Notes on Victorian Cricket Attendances
Russell Degnan

The MCG is perhaps the best barometer of crowds because it has both the best data, and is almost impossible to sell out, even when being renovated. There is actually less of interest here than you may think, but it is worth collating occasionally to see.

Start with two graphs. Figures are derived from the MCG, news reports and Austadiums. Not all sources are consistent, but the figures are close enough for this purpose. The first three seasons of the Big Bash are estimates on the Austadium site, but probably within a thousand or so.

  • Test crowds are basically constant within the bounds of opposition. This season was down, as Sri Lanka is a weak draw-card, but next season will be up, as the Ashes adds 25-30,000 to the base average.
  • One-day crowds are either trending down, or made up of two relatively flat lines, with the introduction of international T20 causing a drop of 5-10,000 per game. The combined aggregate attendance of international limited overs cricket is basically the same as it was before IT20: about 100,000
  • One anomaly is the drop in support for English limited-overs cricket. 2006-07 had a unusually large ODI crowd (79,000) but the 2010-11 T20I was consistent with the average for other teams (58,000)
  • The International T20 match has shown a significant drop in attendance, from 80,000+ against India in 2007-08, four years of ~60,000 and down to 40,000 this season. If any figure stands out, it is that one. Next year will be interesting.
  • Domestic T20 has increased the number of games year on year without a significant drop in average (~24,000 at the MCG, 13,000 at Etihad). That has propelled the aggregate attendance to the top of any format, indicating significant pent-up demand for more local games.
  • Conversely, the average BBL attendance dropped this season despite this being an under-whelming January of cricket. This doesn't match what happened in 2009-10 which saw a big increase in average attendance, followed by a big drop when England was in Australia.
  • 2009-11 is better discussed in relation to show-piece games (Vic-NSW was followed by 43k) and performance related, consistent with the economic literature on domestic crowds.
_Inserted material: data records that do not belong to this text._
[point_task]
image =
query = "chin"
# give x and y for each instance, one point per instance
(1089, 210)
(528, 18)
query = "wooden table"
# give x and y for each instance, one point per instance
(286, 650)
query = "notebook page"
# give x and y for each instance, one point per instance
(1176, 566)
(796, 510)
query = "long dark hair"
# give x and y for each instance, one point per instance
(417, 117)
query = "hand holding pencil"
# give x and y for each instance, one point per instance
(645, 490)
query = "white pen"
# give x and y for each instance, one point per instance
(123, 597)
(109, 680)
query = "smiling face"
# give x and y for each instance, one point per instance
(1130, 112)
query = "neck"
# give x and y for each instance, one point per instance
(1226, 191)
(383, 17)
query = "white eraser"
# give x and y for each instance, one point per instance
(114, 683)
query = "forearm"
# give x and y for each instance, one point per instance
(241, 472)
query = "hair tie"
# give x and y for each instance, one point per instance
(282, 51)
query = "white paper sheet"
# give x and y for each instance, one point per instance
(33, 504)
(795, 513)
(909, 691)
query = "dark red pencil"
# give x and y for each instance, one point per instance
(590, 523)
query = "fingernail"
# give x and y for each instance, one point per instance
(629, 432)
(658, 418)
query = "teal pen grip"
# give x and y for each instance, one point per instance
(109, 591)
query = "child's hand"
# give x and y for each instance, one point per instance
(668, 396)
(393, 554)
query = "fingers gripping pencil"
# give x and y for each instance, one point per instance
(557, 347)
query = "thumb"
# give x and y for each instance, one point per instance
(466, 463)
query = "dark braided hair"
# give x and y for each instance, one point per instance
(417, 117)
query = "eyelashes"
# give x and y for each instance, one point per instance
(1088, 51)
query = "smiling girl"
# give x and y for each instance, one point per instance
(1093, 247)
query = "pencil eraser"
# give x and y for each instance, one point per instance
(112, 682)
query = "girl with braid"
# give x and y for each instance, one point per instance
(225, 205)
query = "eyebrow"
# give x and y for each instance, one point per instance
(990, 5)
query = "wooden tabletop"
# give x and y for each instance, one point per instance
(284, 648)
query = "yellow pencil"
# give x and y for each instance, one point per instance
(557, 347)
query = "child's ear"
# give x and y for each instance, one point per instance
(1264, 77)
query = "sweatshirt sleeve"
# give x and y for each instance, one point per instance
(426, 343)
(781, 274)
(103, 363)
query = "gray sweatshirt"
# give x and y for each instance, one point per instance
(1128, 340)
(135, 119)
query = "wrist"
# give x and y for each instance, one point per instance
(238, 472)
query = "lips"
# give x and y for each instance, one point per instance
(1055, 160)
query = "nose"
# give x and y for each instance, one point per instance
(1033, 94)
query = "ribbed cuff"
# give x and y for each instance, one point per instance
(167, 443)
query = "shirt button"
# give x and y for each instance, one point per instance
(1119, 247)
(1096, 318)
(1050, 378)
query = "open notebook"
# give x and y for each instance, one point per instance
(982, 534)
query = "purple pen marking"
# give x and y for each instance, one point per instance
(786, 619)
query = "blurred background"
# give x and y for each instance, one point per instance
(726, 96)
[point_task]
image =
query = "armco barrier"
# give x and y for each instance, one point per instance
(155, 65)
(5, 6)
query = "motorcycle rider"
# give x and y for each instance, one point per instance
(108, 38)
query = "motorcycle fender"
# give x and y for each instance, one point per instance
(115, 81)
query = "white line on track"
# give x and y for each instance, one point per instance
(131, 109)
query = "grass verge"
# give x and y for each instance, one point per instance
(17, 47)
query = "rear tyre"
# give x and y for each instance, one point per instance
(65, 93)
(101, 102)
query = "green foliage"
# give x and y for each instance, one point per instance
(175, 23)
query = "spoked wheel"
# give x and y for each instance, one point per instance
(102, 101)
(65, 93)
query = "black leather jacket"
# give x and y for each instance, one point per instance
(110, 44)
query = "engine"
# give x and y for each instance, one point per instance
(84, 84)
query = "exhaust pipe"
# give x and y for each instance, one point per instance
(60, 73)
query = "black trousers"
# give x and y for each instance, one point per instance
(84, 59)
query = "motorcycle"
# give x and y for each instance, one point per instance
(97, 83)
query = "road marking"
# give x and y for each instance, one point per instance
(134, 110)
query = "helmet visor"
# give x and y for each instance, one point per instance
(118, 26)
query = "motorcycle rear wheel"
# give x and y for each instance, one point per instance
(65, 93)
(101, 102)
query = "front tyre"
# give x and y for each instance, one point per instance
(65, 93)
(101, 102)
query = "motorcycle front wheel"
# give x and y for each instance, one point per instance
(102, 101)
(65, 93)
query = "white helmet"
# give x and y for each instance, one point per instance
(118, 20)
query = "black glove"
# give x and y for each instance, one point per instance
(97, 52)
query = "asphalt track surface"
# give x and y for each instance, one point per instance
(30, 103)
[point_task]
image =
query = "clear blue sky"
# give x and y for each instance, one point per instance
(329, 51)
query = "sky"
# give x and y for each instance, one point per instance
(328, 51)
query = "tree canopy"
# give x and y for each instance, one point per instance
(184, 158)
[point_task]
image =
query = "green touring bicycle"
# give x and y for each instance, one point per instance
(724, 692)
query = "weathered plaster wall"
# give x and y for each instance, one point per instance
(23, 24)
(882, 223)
The season just gone is less clear: outside the two derby games, the Melbourne crowds were weaker than expected, particularly before Christmas, even with both teams doing well.
  • It is very difficult to make any conclusions, good or bad, about BBL crowds or trends.
  • The next two years will be interesting for attendance, but not necessarily representative either. There is a clear shift away from international limited-overs cricket to domestic cricket; but international attendance is strongly correlated with opposition, so both formats ought to recover with England and India in town.

A final thought: the aggregate attendance of all formats has jumped from around 250,000 to 400,000 in line with an increase in high-profile matches (with apologies to the Shield and ODD Cup) from four to more than a dozen. The average number of people at each event has decreased, but the fan in Victoria has a lot more cricket to go to, and does so. Definitely a good thing.


I chanced upon another source of daily crowd figures on the MCG site, and by using the wisden almanac, have produced a long-range graph of crowds in Melbourne over 30 years. The key take-away is that Boxing Day has become ever more important, and ODIs have steadily declined, starting in the mid-90s. Note that I didn't include the average for the non-Boxing Day test of 1989-90, for which the 5-day aggregate attendance was 68,865; though it was less than 19,000; figures missing: ODIs: 1990-91 (2), 1984-85 (1) and 1980-81.

The nadir of test match crowds was an almost washed-out match against South Africa (1993-94) although the worst years were behind. Note that ODI aggregates vary wildly from variations in the number of matches played by Australia. Nevertheless, the long-term trend for ODI crowds looks bleak.

Cricket - Analysis 14th February, 2013 21:47:29   [#] 


Notes on Victorian Cricket Attendances
I've often though that T20 would be a much better game if it were just played domestically, in the itinerant leagues that have sprung up around the world. It just doesn't seem to be worth the time for international teams to worry about it, let them focus on putting together the best test teams. Is it possible that the BBL will soon end up with more fans attending than international matches? I can't imagine why anyone would go and see Australia vs England in a T20 during Ashes season, though the Big Bash does seem incredibly popular for what it is.
awbraae  15th February, 2013 06:41:29  

Notes on Victorian Cricket Attendances
Awbraae, I think both ODI and T20I suffer from an absence of point outside the world cup. The associate matches in those formats are interesting enough, but they mean something for the teams involved. At some point I guess, I should put together the reform proposal I've had in mind.

The BBL would need to double aggregate attendance to pass international cricket. (The TV numbers are well behind fwiw). Both those scenarios are possible, but it will require a serious scaling back of the ODI season (apparently that is in the works) so that the BBL can be both longer and have the star players that will drive attendance.